There is post-season baseball. The Giants rallied. The Tigers monopolized the Yanks. Who will walk away world series champions…Detroit or San Francisco? My dad says Tigers in 4. My brother says Giants in 6. Guess who is an Indians fan? I am hoping for a 7 games series…mainly because I don’t want to see the season end. Roger Hornsby said it best….People ask me what I do in winter when there’s no baseball. I’ll tell you what I do. I stare out the window and wait for spring. yep.
We are at the tail end of Pharmacy Week. So, I have to deal with all the hoop-lah that goes along with all the fan fare and dinners and award ceremonies and people just stopping me on the street thanking me for being their local pharmacist…did I mention the ticker tape parade? We are kinda of a big deal. People just love their pharmacists. And yes, I am being sarcastic. But it is pharmacy week. We got shirts at work. They are pink.
Books to finish and books to begin. Just wrapped up The Paris Wife and The Piano Teacher. Starting Gone Girl. In the midst of The Violets of March. I can tell it is reading season.
I celebrated my 29 +5/12th birthday this week, no bigs. Which means my half birthday is next month. I will probably make half a cake. I am not joking.
Besides all this mumbo jumbo going on…I have biscotti to share with you. Twice baked cookies. Sweet, crunchy, snappy, dippable Italian cookies. I snazed them up a bit with cinnamon sugar and roasted walnuts. Nothing fancy. Just simple flavors that make the world right. An aroma that slows down a hectic week and brings about memories of cinnamon sugar toast as a kid. Best with hot, dark, rich, black coffee. Or hot cocoa. Ah biscotti…the Italians were on to something here.
|Cinnamon Sugar & Roasted Walnut Biscotti|
- 2 Cups All-Purpose Flour
- 1+ 1/2 Teaspoon Ground Cinnamon
- 1 Teaspoon Baking Powder
- 1/4 Teaspoon Salt
- 1/2 Cup White Granulate Sugar
- 1/2 Cup Light Brown Sugar, packed
- 6 Tablespoons Unsalted Butter, room temperature
- 1 Egg
- 1 Egg Yolk
- 1 Teaspoon Vanilla Extract
- 1/2 Cup Walnut Halves
- 1 Egg, lightly beaten
- 6 Tablespoons White Granulated Sugar
- 2 Teaspoons Ground Cinnamon
- Roast walnuts first. Preheat oven to 375F. Evenly spread walnuts in single layer on baking sheet and place in preheated oven for 8 minutes. Remove and roughly chop. Set aside to cool.

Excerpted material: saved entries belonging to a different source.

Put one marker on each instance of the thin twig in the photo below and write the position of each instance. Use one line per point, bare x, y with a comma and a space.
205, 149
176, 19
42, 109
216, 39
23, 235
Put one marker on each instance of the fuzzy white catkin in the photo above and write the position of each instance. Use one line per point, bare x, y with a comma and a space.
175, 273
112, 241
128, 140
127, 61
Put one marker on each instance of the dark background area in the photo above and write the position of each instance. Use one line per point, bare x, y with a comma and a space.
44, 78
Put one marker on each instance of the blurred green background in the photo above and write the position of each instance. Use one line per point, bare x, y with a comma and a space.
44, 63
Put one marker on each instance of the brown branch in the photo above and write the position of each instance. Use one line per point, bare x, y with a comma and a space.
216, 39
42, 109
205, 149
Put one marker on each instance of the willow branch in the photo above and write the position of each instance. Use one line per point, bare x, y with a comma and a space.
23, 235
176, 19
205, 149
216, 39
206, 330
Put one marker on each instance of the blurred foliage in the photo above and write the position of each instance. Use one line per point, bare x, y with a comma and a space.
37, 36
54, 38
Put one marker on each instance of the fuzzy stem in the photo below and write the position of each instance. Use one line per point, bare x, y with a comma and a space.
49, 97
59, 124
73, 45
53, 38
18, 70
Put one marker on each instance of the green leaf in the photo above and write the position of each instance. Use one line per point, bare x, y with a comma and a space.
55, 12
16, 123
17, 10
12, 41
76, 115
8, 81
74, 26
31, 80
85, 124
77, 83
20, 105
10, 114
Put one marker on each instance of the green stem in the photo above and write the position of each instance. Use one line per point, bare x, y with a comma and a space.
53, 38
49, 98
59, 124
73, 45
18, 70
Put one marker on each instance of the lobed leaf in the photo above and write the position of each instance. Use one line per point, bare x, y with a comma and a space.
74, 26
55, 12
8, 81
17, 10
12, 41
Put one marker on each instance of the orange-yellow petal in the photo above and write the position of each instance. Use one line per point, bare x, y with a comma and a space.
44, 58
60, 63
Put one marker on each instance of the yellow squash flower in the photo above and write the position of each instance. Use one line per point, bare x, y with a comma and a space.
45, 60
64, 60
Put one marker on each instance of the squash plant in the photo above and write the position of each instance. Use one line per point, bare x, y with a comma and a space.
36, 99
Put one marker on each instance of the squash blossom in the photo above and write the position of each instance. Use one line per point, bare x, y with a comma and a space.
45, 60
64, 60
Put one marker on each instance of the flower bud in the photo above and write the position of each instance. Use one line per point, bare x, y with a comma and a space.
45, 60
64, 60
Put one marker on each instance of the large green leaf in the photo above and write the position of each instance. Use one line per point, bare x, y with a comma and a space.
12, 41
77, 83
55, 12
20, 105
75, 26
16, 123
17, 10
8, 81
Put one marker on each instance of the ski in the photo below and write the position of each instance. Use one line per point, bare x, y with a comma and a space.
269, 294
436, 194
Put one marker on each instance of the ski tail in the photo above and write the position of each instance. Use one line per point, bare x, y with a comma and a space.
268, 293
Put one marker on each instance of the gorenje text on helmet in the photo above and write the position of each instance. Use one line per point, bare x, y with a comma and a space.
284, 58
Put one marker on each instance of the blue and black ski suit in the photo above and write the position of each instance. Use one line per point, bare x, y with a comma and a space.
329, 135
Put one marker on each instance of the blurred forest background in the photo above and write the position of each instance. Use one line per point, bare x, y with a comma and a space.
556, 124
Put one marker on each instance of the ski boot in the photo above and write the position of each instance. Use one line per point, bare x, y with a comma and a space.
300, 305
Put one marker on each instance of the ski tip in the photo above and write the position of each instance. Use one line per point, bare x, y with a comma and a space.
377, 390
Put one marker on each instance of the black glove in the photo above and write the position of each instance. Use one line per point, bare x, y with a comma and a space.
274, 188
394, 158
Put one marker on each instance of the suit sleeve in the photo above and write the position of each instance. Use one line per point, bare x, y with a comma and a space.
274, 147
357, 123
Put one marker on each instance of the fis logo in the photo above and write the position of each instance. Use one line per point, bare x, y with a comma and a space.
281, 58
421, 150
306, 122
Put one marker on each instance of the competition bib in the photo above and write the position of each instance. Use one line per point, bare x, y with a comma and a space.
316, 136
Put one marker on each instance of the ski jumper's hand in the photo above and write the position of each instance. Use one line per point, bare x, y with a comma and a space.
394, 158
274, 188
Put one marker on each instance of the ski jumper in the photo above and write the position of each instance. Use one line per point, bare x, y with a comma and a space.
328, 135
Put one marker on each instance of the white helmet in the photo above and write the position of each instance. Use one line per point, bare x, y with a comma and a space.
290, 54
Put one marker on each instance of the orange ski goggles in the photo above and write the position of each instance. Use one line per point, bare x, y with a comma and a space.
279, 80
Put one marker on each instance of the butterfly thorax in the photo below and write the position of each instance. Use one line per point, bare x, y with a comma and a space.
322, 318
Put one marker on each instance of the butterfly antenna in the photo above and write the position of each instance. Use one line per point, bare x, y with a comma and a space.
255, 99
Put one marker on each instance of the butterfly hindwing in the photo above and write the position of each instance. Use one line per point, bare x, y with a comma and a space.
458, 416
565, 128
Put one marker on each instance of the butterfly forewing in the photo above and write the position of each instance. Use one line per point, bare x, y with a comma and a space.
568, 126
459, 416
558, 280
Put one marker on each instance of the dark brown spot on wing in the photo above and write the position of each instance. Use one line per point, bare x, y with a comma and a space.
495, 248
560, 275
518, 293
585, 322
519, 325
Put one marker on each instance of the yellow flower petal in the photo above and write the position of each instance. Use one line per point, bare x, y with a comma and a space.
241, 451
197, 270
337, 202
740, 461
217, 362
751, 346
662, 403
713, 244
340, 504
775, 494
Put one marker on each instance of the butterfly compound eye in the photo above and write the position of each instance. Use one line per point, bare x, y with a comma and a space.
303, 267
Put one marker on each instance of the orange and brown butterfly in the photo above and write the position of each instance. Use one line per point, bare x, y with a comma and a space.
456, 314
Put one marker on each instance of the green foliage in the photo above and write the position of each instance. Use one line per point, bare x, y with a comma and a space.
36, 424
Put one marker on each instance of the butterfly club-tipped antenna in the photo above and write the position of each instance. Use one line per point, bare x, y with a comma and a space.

- Lower temperature of oven to 325F and line a baking sheet with parchment paper, set aside.
- Prepare the topping, mix together 6 Tablespoons sugar and 2 teaspoons ground cinnamon. Set aside.
- In a medium bowl, whisk together flour, cinnamon, baking powder, and salt. Set aside.
- In a large mixing bowl, beat together butter and sugar until light and fluffy (about 3 minutes.) Beat in egg, egg yolk, and vanilla.
- With mixer on low, mix in flour mixture. The dough may be slightly crumbly but this is expected.
- Stir in chopped walnuts.
- Turn dough out onto prepared baking sheet and shape dough into a log that is about 13 to 15 inches long and 3 to 4 inches wide.
- Brush top with lightly beaten egg and liberally sprinkle with about 3 tablespoons worth of topping (about half).
- Place in preheated oven and bake for 45 to 50 minutes, until lightly golden and firm to touch. Remove from oven and let rest until cool enough to handle. Keep oven at 325F.
- With a serrated knife (bread knife), gently slice log into 1/2 inch wide slices and place biscotti cut side down on baking sheet. Sprinkle more cinnamon and sugar topping (about 1/4 teaspoon) over each biscotti.
- Return biscotti to oven and bake for an additional 20 minutes until lightly golden. Remove from oven and let cool completely.